Dementia is not curable in most cases and gets worse over time, so families who have a member with the disease need to formulate a comprehensive future care plan to deal with the disease.The prognosis for most types of dementia is poor as it often has a significant effect on quality of life and lifespan.  

Epidemiology

The WHO reports that, worldwide, around 47 million people have dementia, with 9.9 million new cases occurring every year.

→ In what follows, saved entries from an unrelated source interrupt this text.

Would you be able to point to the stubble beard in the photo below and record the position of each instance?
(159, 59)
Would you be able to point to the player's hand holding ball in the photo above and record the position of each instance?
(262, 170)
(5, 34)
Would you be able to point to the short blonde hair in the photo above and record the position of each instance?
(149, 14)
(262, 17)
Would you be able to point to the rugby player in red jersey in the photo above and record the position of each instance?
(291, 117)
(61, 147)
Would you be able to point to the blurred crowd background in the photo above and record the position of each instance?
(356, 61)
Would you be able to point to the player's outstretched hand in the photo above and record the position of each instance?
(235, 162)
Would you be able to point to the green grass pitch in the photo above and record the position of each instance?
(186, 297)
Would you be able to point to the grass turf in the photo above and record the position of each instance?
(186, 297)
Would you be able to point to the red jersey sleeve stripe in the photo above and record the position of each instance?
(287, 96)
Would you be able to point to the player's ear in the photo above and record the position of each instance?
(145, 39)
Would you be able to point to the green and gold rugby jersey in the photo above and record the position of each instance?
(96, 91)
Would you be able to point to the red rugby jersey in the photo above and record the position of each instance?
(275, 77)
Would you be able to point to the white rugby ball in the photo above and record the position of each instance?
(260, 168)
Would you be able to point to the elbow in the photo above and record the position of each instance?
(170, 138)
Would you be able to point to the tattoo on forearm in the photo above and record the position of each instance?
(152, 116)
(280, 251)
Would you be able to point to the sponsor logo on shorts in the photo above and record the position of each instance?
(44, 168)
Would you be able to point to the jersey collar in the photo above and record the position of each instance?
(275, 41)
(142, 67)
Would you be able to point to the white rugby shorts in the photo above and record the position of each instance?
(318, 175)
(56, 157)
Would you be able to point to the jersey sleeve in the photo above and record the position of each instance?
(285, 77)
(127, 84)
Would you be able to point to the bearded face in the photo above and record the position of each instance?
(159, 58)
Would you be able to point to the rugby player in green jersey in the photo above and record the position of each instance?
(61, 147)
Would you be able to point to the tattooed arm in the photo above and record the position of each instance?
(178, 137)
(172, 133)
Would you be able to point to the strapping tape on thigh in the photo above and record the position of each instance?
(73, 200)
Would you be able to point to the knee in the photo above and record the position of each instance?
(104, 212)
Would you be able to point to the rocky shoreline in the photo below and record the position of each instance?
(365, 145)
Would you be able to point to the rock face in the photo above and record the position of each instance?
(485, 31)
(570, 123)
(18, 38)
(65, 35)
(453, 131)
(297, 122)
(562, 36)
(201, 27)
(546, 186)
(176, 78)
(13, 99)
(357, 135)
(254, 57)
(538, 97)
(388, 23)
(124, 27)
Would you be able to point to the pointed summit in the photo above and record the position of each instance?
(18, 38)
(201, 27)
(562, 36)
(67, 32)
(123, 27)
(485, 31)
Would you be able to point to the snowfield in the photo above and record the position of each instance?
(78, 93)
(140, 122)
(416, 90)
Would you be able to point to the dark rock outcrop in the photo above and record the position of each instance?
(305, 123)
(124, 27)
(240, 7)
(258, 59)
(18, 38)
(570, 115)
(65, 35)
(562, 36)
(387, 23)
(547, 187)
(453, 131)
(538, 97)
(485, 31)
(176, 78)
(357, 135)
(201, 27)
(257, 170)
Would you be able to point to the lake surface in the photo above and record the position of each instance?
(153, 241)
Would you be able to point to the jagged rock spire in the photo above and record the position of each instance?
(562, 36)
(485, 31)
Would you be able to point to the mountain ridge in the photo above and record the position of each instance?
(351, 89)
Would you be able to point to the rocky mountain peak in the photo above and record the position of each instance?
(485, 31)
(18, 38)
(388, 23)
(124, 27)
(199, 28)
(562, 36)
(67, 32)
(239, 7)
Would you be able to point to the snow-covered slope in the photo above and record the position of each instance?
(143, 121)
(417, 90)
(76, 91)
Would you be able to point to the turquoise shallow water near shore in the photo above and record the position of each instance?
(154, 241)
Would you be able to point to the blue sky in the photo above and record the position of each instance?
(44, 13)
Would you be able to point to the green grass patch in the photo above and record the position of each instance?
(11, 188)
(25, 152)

Alzheimer's disease is the most common cause of dementia, contributing to 60–70% of all cases.

According to data published in an article in BioMed Research International 60.1% of all people with dementia in 2001 were living in developing countries, and this is expected to increase to 71.2% by 2040.

A study published in the British Journal of Neurology, Neurosurgery and Psychiatry found that there are more than two new cases of dementia per 1000 people age 65 to 69 years, every year; furthermore, 70 new cases of dementia can be expected out of 1000 people age 90 or older, every year.

According to Alzheimer Europe, the highest prevalence rates of dementia are found in Italy, affecting around 2.09% of the population, while the lowest prevalence rates are in Slovakia and Turkey, affecting 1.07% and 0.44% of the population, respectively.